Mlliyet Milliyet Blog Milliyet Blog
 
Facebook Connect
Blog Kategorileri
 

11 Kasım '08

 
Kategori
Güncel
 

Mustafa Kemal mi daha dahi, Einstein mi?

Mustafa Kemal mi daha dahi, Einstein mi?
 

Ciddi bir akıl tutulması yaşanıyor. Ama öyle bir akıl tutulması ki, her bir cephe diğerini akıl tutulması yaşamakla suçluyor. Benim ne eksiğim var, bende aynı şeyi yapayım, işte benim iddiam; Türkiye’nin neo-Kemalistleri ciddi bir akıl tutulması yaşıyor.
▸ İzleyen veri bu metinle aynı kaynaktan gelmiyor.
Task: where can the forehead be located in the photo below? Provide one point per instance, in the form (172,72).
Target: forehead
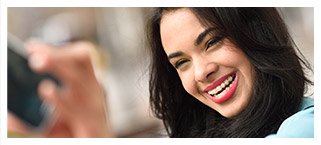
(179,28)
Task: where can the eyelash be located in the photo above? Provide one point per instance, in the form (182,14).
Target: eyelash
(213,41)
(179,63)
(210,43)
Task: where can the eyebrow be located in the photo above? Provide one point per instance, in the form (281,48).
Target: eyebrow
(202,35)
(175,54)
(199,39)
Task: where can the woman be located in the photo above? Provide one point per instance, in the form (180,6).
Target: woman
(215,72)
(225,72)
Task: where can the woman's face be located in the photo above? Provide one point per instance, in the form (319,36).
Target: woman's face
(211,68)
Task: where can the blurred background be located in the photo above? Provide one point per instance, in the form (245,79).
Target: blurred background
(121,60)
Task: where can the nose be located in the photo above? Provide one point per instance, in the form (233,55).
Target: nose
(203,69)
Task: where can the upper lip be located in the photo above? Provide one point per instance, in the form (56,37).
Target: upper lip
(218,82)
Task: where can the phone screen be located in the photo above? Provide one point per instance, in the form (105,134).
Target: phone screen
(23,98)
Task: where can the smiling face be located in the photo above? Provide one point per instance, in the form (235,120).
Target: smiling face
(210,67)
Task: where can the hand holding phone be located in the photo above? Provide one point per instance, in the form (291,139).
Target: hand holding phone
(23,97)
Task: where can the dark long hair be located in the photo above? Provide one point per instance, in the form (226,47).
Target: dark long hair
(279,85)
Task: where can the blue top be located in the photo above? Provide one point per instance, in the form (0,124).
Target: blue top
(300,124)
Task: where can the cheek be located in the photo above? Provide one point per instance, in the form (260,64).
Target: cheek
(188,83)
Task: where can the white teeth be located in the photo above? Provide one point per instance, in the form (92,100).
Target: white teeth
(226,84)
(229,78)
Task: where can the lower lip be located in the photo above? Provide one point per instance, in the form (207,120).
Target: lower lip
(228,94)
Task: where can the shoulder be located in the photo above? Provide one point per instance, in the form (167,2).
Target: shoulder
(300,124)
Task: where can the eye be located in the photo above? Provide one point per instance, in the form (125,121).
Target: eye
(213,41)
(179,63)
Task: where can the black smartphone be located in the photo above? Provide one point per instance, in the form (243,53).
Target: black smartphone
(23,98)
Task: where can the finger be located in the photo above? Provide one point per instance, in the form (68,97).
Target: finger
(50,95)
(67,64)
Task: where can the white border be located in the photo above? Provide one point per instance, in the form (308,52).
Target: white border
(154,3)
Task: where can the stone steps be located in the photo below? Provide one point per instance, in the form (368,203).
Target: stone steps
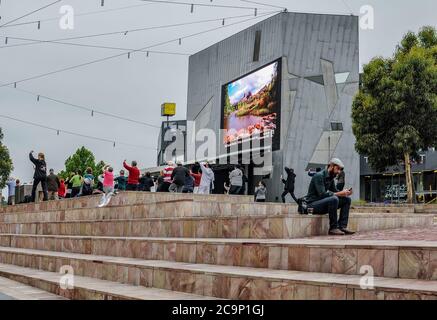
(123,198)
(86,288)
(12,290)
(257,227)
(394,259)
(168,209)
(208,280)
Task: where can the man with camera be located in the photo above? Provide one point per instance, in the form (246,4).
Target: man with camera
(324,198)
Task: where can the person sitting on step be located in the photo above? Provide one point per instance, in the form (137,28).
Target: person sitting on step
(324,198)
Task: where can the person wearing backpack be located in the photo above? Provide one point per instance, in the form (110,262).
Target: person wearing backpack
(289,184)
(236,180)
(261,192)
(40,175)
(88,183)
(76,184)
(53,185)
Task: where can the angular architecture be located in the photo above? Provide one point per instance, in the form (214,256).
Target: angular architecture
(317,71)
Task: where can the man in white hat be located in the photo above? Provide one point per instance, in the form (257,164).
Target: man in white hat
(324,198)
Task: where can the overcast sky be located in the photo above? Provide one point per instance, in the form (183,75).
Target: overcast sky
(136,87)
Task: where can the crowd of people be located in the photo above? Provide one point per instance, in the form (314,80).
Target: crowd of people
(326,193)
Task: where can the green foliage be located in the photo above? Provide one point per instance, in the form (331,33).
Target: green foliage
(6,166)
(81,160)
(395,111)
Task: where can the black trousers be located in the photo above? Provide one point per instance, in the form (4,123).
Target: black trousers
(132,187)
(330,206)
(75,191)
(43,181)
(284,194)
(235,190)
(340,186)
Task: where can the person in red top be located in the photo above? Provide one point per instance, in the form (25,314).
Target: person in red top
(62,189)
(134,176)
(197,177)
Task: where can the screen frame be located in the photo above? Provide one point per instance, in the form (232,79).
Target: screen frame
(276,143)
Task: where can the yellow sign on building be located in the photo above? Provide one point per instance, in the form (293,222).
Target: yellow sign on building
(168,109)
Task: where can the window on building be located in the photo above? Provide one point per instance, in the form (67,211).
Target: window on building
(257,46)
(336,126)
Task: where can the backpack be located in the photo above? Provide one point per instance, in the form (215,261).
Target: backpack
(87,188)
(302,205)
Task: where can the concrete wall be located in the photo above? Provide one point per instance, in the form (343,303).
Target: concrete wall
(320,74)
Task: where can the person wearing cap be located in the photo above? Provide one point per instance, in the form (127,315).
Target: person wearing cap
(207,180)
(178,178)
(324,198)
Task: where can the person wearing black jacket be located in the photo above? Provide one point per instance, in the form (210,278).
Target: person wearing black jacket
(178,177)
(289,184)
(146,182)
(40,175)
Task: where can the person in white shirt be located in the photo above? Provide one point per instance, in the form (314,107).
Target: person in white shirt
(236,180)
(207,181)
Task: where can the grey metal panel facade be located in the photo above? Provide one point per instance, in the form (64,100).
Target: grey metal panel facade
(305,42)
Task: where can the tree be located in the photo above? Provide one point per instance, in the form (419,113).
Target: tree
(81,160)
(6,166)
(395,112)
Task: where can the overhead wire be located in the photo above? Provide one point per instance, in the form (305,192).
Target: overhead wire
(59,131)
(179,39)
(125,32)
(30,13)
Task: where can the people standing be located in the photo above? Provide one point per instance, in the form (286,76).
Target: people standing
(236,180)
(166,174)
(261,192)
(108,185)
(188,184)
(12,184)
(121,181)
(62,190)
(324,198)
(134,176)
(146,182)
(40,175)
(69,183)
(88,183)
(341,180)
(289,184)
(197,176)
(245,181)
(178,178)
(160,184)
(76,184)
(53,185)
(207,181)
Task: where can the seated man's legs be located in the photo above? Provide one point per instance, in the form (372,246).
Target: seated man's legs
(328,205)
(344,205)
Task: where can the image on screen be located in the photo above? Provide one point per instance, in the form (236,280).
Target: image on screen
(251,105)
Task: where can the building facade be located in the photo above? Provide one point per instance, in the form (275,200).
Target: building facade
(390,186)
(319,73)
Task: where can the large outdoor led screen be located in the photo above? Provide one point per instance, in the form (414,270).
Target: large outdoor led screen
(251,106)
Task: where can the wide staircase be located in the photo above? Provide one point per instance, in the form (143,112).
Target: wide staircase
(184,247)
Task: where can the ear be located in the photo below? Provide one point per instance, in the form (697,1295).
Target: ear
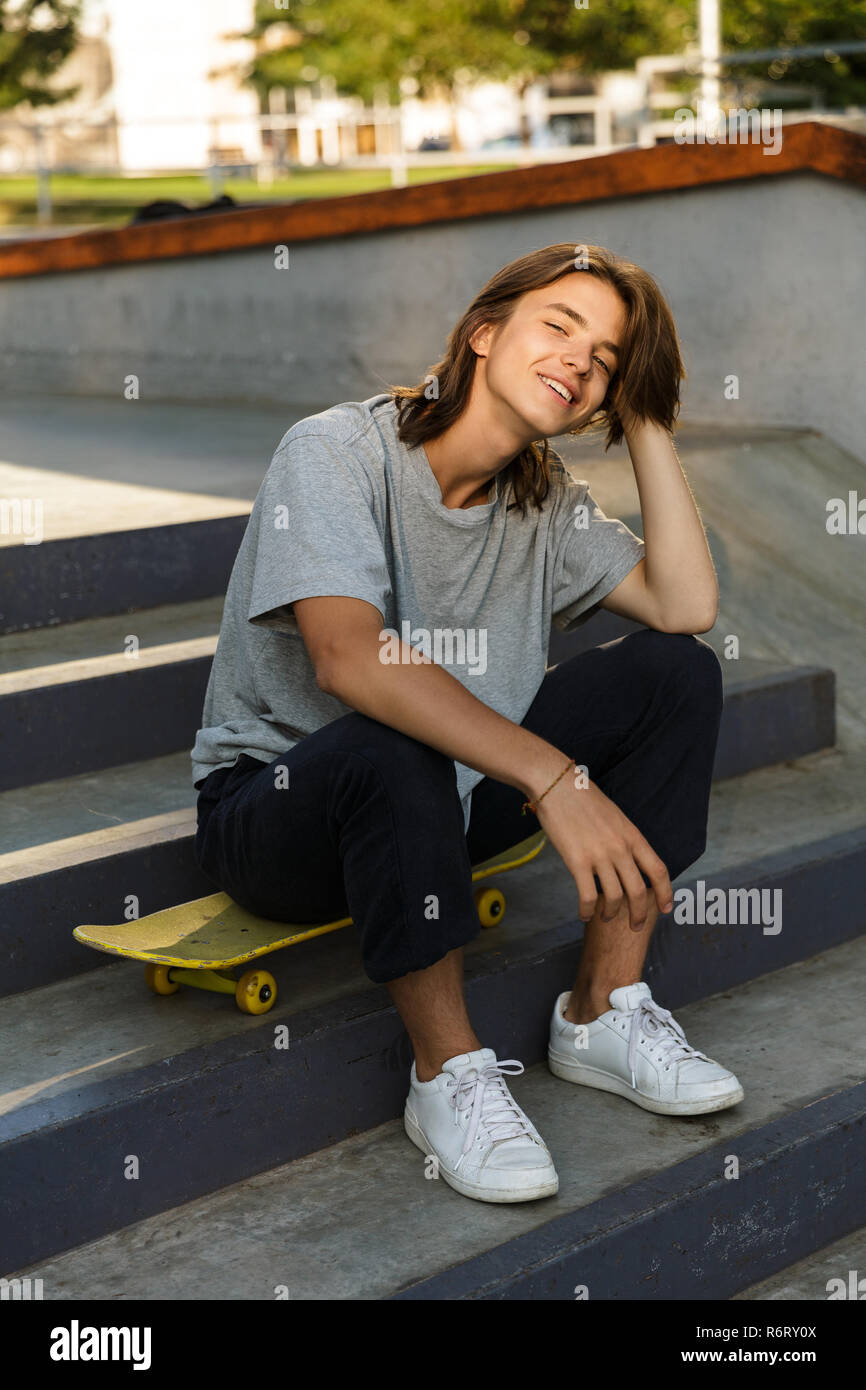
(480,339)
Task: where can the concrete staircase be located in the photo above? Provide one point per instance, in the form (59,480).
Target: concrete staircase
(289,1150)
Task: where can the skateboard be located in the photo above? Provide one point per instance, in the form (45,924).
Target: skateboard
(198,943)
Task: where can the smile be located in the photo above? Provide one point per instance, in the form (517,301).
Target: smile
(562,392)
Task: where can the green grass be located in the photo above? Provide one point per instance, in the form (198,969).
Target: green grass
(81,198)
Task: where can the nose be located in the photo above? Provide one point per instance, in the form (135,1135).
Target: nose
(580,357)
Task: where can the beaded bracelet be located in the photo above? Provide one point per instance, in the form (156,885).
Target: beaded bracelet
(531,805)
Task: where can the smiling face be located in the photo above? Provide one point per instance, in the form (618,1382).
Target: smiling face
(566,332)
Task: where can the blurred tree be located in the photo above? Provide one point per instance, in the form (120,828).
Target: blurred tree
(439,45)
(36,38)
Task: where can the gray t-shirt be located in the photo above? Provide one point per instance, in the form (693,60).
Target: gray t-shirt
(346,508)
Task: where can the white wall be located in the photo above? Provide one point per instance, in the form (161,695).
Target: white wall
(763,277)
(163,53)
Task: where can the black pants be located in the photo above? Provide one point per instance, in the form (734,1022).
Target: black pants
(360,819)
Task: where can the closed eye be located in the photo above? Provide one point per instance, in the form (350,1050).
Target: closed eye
(548,324)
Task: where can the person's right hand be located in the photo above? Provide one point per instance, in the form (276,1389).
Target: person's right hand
(594,837)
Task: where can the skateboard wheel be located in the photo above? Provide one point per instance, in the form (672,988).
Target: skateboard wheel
(157,979)
(491,906)
(256,991)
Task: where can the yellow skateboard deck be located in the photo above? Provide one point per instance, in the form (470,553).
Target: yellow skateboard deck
(214,933)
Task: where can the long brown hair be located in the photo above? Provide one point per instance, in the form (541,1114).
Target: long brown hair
(647,378)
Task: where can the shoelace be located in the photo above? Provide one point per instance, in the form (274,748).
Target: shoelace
(662,1030)
(484,1090)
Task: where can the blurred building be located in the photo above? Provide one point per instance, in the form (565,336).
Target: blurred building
(157,92)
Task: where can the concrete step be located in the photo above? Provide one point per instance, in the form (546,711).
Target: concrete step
(111,690)
(647,1208)
(128,687)
(97,1061)
(836,1271)
(86,537)
(75,848)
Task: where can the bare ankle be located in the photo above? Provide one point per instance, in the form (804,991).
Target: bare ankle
(428,1065)
(585,1008)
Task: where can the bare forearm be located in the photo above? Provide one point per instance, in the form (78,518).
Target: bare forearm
(427,702)
(680,567)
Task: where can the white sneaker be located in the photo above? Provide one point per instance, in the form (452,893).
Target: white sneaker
(470,1122)
(638,1050)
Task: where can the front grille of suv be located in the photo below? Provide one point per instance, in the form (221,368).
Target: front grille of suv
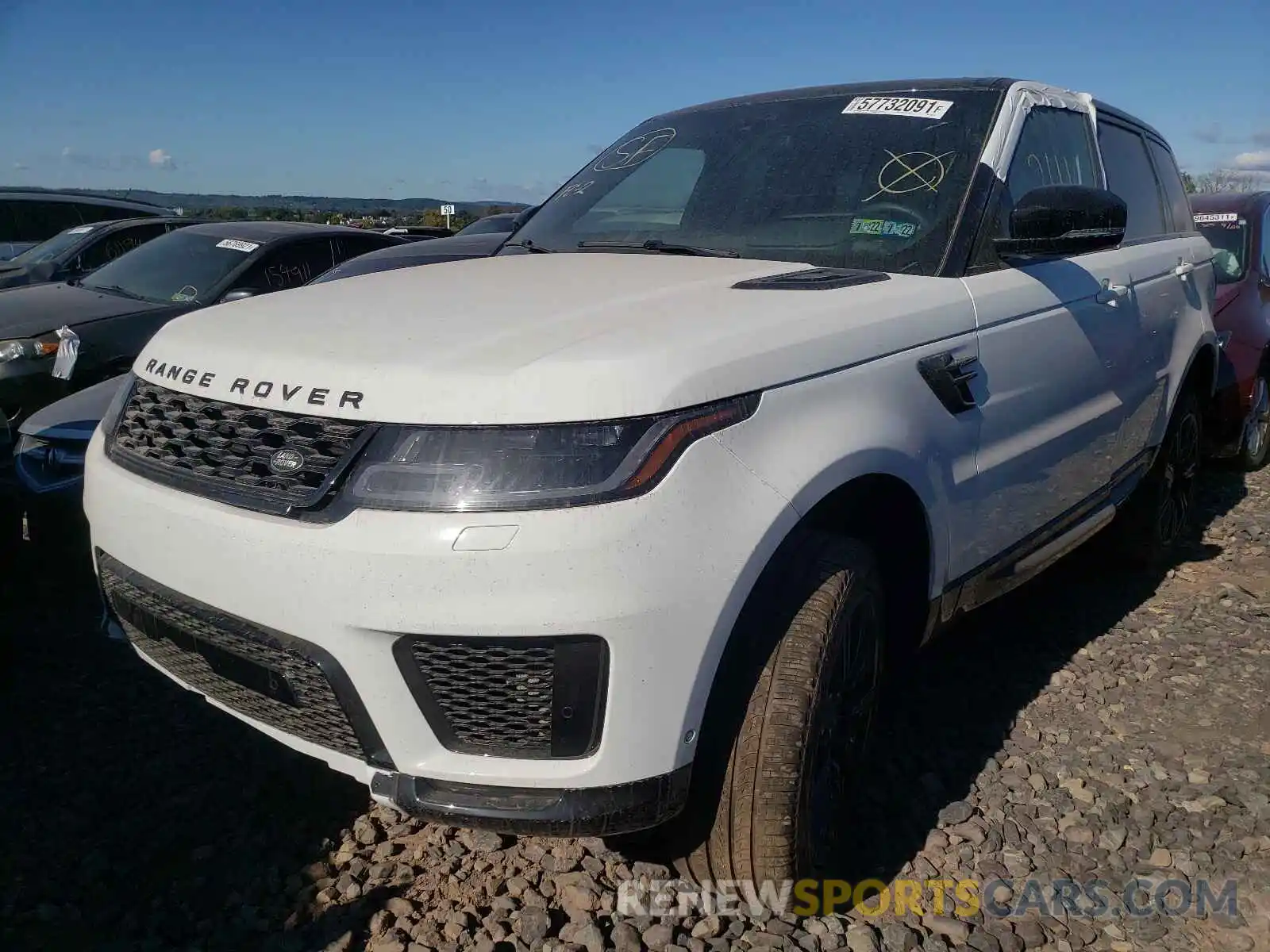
(510,697)
(272,678)
(224,451)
Can Dündar’ın “Mustafa” belgeseli üzerine yaşanan tartışma hala tüm ateşi ile devam ediyor. İlk günlerde bir telefon şebekesi firmasının sponsorluğunu çekmesi ile “Atatürk’ümüzün filmini dincilerden korktukları için desteklemekten vazgeçen şirketi boykot edelim” nidaları ile başlayan, ardından belgeselin hiç de bekledikleri gibi olmadığını fark ederek çark edip, filmi boykot etmeye (hatta yasaklatmaya) yönelen bir nefret, içi boş bir tepkisellik, geçmişe takılıp kalmaktan dolayı hızla dönen dünyaya yetişemememin aczi içindeki bir topluluğu korku, şaşkınlık ve üzüntü ile izlemeye devam ediyorum.

Filme yönelik tepkiler basitçe, Mustafa Kemal’i küçük düşürecek unsurların bolca işlendiği ve tekrar edildiği, bunun Mustafa Kemal’in kurduğu Cumhuriyeti yıkmaya yönelik büyük bir tezgahın küçük bir parçası olduğu yönünde gelişiyor.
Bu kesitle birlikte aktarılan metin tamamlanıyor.